# Weakly Supervised Room Classification with YOLOv3 and Snorkel

This notebook is based on the idea that one of the difficulties in classifying hotels may be that we see very different rooms. We can't usually see both the bedroom and bathroom in the same photo, and some hotels have other spaces which are distinct from either (kitchens, etc). It's not particularly likely that the mapping between a particular bathroom and bedroom features is obvious.

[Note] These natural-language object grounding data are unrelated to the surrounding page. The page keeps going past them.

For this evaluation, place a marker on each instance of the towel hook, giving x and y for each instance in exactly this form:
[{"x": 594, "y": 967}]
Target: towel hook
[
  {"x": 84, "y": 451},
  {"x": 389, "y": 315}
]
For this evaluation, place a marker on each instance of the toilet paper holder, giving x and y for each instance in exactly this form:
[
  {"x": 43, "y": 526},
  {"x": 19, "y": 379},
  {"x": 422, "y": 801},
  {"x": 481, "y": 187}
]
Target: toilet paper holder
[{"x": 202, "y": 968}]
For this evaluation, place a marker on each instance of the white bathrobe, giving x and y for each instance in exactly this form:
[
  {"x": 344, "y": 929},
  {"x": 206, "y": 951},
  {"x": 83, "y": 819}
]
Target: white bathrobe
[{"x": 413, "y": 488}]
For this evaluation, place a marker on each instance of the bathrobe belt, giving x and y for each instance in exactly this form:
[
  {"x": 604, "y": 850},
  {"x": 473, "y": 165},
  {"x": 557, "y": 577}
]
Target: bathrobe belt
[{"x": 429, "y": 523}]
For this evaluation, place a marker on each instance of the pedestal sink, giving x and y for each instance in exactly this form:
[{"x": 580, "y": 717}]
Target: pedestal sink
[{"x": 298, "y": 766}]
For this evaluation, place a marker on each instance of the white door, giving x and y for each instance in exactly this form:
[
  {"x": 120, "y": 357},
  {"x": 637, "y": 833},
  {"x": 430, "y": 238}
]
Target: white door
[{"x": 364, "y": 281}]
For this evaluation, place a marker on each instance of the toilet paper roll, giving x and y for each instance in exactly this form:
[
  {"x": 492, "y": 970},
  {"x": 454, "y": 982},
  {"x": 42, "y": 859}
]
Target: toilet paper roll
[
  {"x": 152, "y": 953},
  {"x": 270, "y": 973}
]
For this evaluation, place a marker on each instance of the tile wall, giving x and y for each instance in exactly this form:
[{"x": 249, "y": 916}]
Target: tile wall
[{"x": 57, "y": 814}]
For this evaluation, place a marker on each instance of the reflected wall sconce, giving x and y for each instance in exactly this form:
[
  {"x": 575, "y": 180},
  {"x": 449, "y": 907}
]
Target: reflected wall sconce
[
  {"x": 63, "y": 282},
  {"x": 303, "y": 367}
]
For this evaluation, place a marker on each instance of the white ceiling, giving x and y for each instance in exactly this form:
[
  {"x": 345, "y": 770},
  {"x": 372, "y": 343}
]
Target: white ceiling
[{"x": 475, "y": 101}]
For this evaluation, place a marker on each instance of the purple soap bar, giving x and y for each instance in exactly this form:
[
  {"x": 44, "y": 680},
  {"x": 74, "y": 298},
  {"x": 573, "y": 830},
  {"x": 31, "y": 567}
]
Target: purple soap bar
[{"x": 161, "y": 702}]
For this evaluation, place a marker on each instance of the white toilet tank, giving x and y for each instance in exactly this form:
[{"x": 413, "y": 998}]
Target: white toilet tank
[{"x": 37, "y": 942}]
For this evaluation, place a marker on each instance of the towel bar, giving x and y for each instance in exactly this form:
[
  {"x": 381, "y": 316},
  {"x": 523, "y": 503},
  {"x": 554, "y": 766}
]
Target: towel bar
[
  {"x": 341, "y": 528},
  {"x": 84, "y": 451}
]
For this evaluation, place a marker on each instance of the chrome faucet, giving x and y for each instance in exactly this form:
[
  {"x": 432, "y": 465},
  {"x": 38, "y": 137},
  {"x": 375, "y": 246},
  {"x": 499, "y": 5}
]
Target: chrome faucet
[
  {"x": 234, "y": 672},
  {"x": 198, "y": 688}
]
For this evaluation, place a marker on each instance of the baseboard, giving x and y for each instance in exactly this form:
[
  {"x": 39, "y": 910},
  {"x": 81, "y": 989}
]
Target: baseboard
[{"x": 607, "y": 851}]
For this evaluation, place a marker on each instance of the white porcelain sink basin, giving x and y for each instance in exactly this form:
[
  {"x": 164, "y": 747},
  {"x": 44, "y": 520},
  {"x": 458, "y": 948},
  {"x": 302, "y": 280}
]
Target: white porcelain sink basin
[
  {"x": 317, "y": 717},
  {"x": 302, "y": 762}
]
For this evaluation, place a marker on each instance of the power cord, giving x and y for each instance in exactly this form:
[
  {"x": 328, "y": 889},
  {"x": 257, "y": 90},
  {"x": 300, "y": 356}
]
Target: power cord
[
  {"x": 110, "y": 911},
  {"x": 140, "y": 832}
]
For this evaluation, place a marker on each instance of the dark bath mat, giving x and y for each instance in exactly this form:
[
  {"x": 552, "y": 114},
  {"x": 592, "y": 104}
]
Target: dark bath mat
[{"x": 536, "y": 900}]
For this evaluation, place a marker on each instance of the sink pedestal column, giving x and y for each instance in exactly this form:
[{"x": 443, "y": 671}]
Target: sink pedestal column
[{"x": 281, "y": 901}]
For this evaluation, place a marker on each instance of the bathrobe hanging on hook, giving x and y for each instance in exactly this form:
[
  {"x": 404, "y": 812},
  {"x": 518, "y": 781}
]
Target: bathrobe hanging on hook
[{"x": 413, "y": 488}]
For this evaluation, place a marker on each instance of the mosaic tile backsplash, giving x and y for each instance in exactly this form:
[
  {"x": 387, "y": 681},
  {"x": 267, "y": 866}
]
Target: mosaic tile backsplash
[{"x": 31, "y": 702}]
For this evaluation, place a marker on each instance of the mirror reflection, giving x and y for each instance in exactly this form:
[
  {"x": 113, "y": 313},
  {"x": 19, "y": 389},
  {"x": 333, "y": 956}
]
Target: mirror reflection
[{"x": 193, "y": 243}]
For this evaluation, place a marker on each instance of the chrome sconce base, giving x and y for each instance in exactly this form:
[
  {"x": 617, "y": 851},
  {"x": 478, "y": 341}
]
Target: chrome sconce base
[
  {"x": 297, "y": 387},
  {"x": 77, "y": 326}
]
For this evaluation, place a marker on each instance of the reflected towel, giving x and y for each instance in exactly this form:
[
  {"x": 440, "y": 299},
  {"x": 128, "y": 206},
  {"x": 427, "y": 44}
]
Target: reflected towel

The idea behind this notebook is to detect objects associated with particular rooms and views, such as toilets and sinks in the bathroom, and beds for the bedroom. We use Snorkel as a framework for handling and combining noisy labels.

In [None]:
!pip install -q snorkel pytorchyolo opencv-python torch==1.10.2 torchvision==0.11.3

In [None]:
import numpy as np # linear algebra
import pandas as pd # data processing, CSV file I/O (e.g. pd.read_csv)
import cv2
import os
import matplotlib.pyplot as plt
import matplotlib.image as mpimg

In [None]:
import snorkel
from snorkel.labeling import labeling_function, LFAnalysis, PandasLFApplier
from snorkel.preprocess import preprocessor
from snorkel.labeling.model import LabelModel

Note that the YOLO directory below is in a private dataset. The repository I clone in that is GPLv3 licensed, so I can't republish under the Apache license.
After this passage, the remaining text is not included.